Whether it is favourable or unfavourable, we will obey the Lord our God, to whom we are sending you, so that it will go well with us, for we will obey the Lord our God. Jeremiah 42:6
Ten days later, God commanded them to stay in the city. He promised they would not be harmed if they stay.
And guess what? Johanan and his men didn’t like what they heard. They accused him of lying and led all the people, including Jeremiah and Baruch off to Egypt. God told Jeremiah to bury some large stones in front of Pharoah’s palace and prophesy that the king of Babylon would come and rule over these stones and ‘pick Egypt clean and depart’. Because the remnant had disobeyed God. They had abandoned Jerusalem and were still worshipping the Queen of Heaven.
Egypt is a beautiful heifer,
but a gadfly is coming
against her from the north. Jeremiah 46:20
Despite all this, Jeremiah still had a word of hope for those whom God had chosen –
Do not be afraid, Jacob my servant;
do not be dismayed, Israel.
I will surely save you out of a distant place,
your descendants from the land of their exile. Jeremiah 46:27
Jeremiah had words of doom and gloom for the Philistines too. And Moab.
Moab will be destroyed as a nation
because she defied the Lord. Jeremiah 48:42
The time was coming for God to set everything straight. The time for every nation to get what was coming to them. Not one would be spared.
Not Ammon. Or Edom. Or Damascus. Or Kedar and Hazor. Or Elam.
And then Babylon. The mighty Babylon that had wreaked God’s vengeance on all the other nations would not be exempt from God’s wrath either.

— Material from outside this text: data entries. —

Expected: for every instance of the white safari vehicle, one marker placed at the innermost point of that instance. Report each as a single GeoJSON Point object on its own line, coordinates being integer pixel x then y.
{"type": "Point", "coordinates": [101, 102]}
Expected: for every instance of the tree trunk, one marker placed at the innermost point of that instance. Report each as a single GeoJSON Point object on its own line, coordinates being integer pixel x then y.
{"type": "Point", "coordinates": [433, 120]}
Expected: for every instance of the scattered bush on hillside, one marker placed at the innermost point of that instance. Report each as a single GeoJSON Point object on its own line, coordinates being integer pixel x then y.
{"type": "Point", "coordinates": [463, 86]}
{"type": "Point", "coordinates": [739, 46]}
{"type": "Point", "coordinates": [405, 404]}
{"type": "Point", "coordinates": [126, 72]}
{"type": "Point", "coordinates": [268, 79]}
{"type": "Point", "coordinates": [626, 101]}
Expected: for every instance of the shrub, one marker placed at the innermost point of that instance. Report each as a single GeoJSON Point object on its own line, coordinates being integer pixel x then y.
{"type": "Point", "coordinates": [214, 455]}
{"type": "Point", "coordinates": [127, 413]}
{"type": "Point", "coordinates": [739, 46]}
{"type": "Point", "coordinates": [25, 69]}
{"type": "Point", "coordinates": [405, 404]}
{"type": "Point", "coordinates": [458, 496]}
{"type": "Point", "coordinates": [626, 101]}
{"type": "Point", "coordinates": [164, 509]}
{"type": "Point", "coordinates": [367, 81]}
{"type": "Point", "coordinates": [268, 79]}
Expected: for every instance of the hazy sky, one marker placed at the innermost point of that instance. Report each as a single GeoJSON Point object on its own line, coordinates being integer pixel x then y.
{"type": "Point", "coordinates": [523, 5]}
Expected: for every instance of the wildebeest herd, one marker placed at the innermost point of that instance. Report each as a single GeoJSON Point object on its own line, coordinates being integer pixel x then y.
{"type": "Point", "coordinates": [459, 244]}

I will punish the king of Babylon and his land
as I punished the king of Assyria.
But I will bring Israel back to their own pasture. Jeremiah 50:18-19I will forgive the remnant I spare. Jeremiah 50:20
The people of Israel are oppressed,
and the people of Judah as well.
All their captors hold them fast,
refusing to let them go.
Yet their Redeemer is strong;
the Lord Almighty is his name.
He will vigorously defend their cause
so that he may bring rest to their land,
but unrest to those who live in Babylon. Jeremiah 50:33-34
Jeremiah made sure all these words against Babylon reached the ears of those who needed to hear. He instructed Seraiah to take the scroll and read it aloud in Babylon and when he had read it, to find a stone and attach it to a scroll and throw it in the River Euphrates.
Then say, “So will Babylon sink to rise no more because of the disaster I will bring on her. And her people will fall.”’
The words of Jeremiah end here. Jeremiah 51:64
Words of doom and gloom indeed. Words that we know with the benefit of hindsight came to pass exactly as God said they would. Of course they did.
This is God we’re talking about here. The only God worth serving. The one true God.
He made the earth by his power;
he founded the world by his wisdom
and stretched out the heavens by his understanding.
When he thunders, the waters in the heavens roar;
he makes clouds rise from the ends of the earth.
He sends lightning with the rain
and brings out the wind from his storehouses. Jeremiah 51:15-16
We may not understand. We may never understand. How can anyone ever see the whole picture but God?
Whatever needs to be done, He will do it. He will put things straight. He will bring justice. He will set the captives free. He will bring the proud low. He will do this.
So do not lose heart. Have faith. Cling onto hope. Trust in the only one who can be trusted.
Sometimes we are called to stay in the hard places. Whether we like it or not.
But however it looks now, it will not always look like this.